100 billion is an incredibly big number, and yet a fully developed human brain can have up to as many as 100 billion neurons in it as part of the extensive neural network that provides the brain with the framework it needs to be the amazing mega processor that it is. Much of the focus with A.I. in computers has been to replicate the function of the human brain as best as possible, and to date that’s happened with varying measures of success along with difficulty in measuring the criteria for that.
The key conduits in a brain’s neural network are synapses, and these are literally the bridges between cells along which bioelectrical impulses provide cognitions, impulses, feelings – pretty much and everything and anything that you might have rooted in mental function. Those impulses have their roots in the different cortex centres of the brain, and in much the same way they are found in the chips of computers and the sort. Up until now the relaying function of these chips lost something of its power and authenticity, but that may be a shortcoming that has a fix possibly arriving soon.
New developments of chips modeled after the brain’s neural network are really making waves based on what they can do for expanding on the capabilities of computing devices. Here at 4GoodHosting it goes without saying that this is a topic of interest for any Canadian web hosting provider or any other type of provider that has inherent interests when it comes to making devices capable of more while keeping them suitably compact and usable.
It’s certainly something that can reach out and be beneficial to everyone, especially when you think about what it’d be like to have computers that are as sharp as what we’re all lucky enough to have between our ears. It may be a reality in the not-too-distant future, and so that’s what we are going to look at this week.
World’s First Electrochemical 3-Terminal Transistor
All of this has to do with a new material that has been developed, an electrochemical 3-terminal transistor manufactured with 2D materials. The key component here is a titanium carbide compound called Mxene that takes classical transistor technology into a whole new stratosphere of transmission possibilities for transistors. The relevance is that it is the first electrochemical 3-terminal transistor manufactured with 2D materials.
This is what allows it to function more in line with how a brain would with maintain signal integrity and allowing it to have all the nuanced complexity that it needs to have. With these new chips the electrochemical random access memory (ECRAM) behaves as a synaptic cell in an artificial network, establishing itself as a 1-stop shop for taking data and then processing / storing it. Computers equipped with chips built this way could rely on components that can have multiple states, and perform in-memory computation in ways that would make current capabilities seem pedestrian at best.
Leading to Even More
The further belief among computing science experts is that the MXenes could be fundamental when it comes to developing neuromorphic computers that are closer in operation to human brains and immensely more energy efficient than today’s traditional computers – in same cases thousands of times more energy efficient to go along with all the more detailed and fine computational abilities. A good number of developers will be familiar with CMOS wafer assemblies where layers of 2D are integrated in silicon, and these new chips will do much the same with the 3-terminal transistors. What this will be is a true hybrid integration with the same back of the line processes.
What can be expected?
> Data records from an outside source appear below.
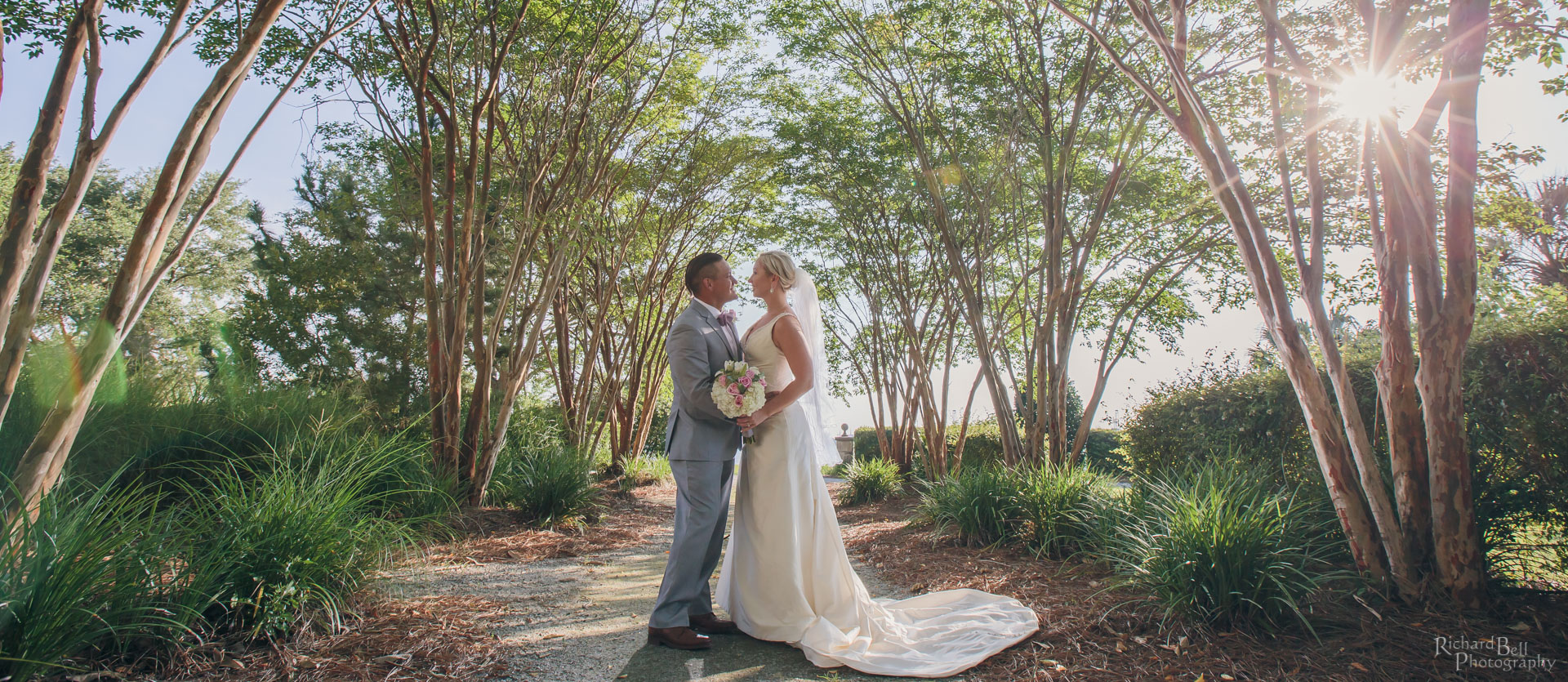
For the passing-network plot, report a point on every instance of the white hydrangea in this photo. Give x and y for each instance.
(739, 390)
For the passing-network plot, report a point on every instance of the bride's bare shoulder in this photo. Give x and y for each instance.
(791, 328)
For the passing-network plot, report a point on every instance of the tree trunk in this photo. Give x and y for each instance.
(46, 457)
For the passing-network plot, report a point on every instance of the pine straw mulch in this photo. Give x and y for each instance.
(1094, 631)
(491, 535)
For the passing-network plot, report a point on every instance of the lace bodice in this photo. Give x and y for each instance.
(764, 354)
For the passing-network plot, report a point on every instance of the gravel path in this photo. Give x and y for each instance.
(584, 620)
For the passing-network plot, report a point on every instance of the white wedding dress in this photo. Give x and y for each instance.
(786, 576)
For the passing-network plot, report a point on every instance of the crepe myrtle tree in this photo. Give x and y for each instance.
(235, 39)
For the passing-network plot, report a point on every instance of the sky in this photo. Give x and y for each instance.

For starters, these super chips would have write speeds that are upwards of 1000x faster than any other ECRAM that has been built to date. If one was to scale 2D ECRAMs to nano dimension the less than a nanosecond processing rate would make them as fast as the transistors in today’s computer so it’s reasonable to think it can fuse into our current computers using CMOS technology process.
That’s due to the 2D transistor metal materials being entirely compatible with CMOS fab process, and the belief is that within a decade users may be able to fabricate special purpose computer blocks where memory and transistors merge to make them at least 1000x more energy efficient than the best computers we have today. AI and simulation tasks could even have 1 million fold energy efficiency for certain algorithms. These new chips are eventually going to be seen in cloud computing services like web hosting and website builders.
The first commercial products with this kind of mega-powerful chip in it may still be a long way off, but industry experts are saying we might see offerings becoming available before the end of the 2020s.